Rare figure of a Nun, soft paste porcelain, London-decorated, c.1755-60
This attractive figure is modelled as a seated nun wearing a lilac veil and flowing robes painted with scattered flowers. Most unusually, instead of the Bible, she holds in her lap an open book containing the first bars of God Save the King.
This type of London flower painting, with its sprays of heartsease, carnations and harebells, occurs on Chinese porcelain decorated in the early Kentish Town workshop of James Giles. New light has recently been thrown on the short-lived production of porcelain at Kentish Town, under John Bolton. Bolton was a major player at the Vauxhall manufactory so, with its Kentish Town decoration and similarities with Vauxhall porcelain, could this figure be assigned to that rare venture?

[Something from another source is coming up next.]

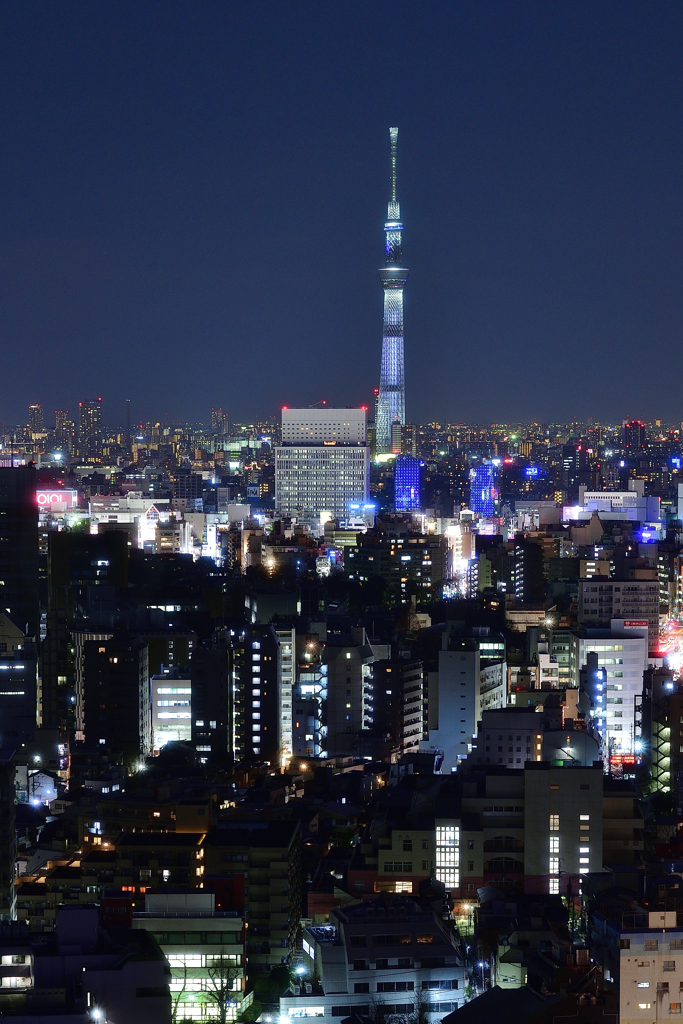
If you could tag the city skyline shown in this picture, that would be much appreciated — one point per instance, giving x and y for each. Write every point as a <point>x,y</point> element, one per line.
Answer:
<point>541,157</point>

This figure derives from Chelsea and Bow versions of the Meissen original, modelled by J.F. Eberlein and J.J. Kändler.
Condition: Her right hand has been broken at the wrist and re-glued, the glue having now yellowed with age. The thumb and a fingertip are lacking from this hand. The turquoise enamel of the underskirts has misfired in places. The foot looks to have been restored, but of this I am really unsure as the kiln speckling to the red enamel shoe corresponds with the misfiring of the turquoise enamel. Perhaps there were problems with the foot during manufacture. There is a large and fine Y-shaped crack to the body, extending from beneath the left arm, across the waist/lap, and down past the right thigh. There is a short glazed clay-tear to the nun’s left waist, from manufacture. No other damage or restoration. The flower painting is most attractive and corresponds with Giles 'Type A' flowers.
Provenance: An English Private Collection.
Dimensions: Height 12 cm
The Early James Giles and his Contemporary London Decorators, Stephen Hanscombe (Stockspring Antiques Publications, 2008).
James Giles, China and Glass Painter, Stephen Hanscombe (Stockspring Antiques Publications, 2005).
The King, the Nun, and Other Figures, Bernard Watney (ECC Transactions, vol. 7, no. 1, 1968).
Roy Hogarth Collection of Rare English Figures, E&H Manners (2018).
Ref. In their catalogue to the Roy Hogarth Collection of Rare English Figures, E&H Manners discuss the possibilty of a Kentish Town origin (under John Bolton) for five London-decorated figures, including a similar nun.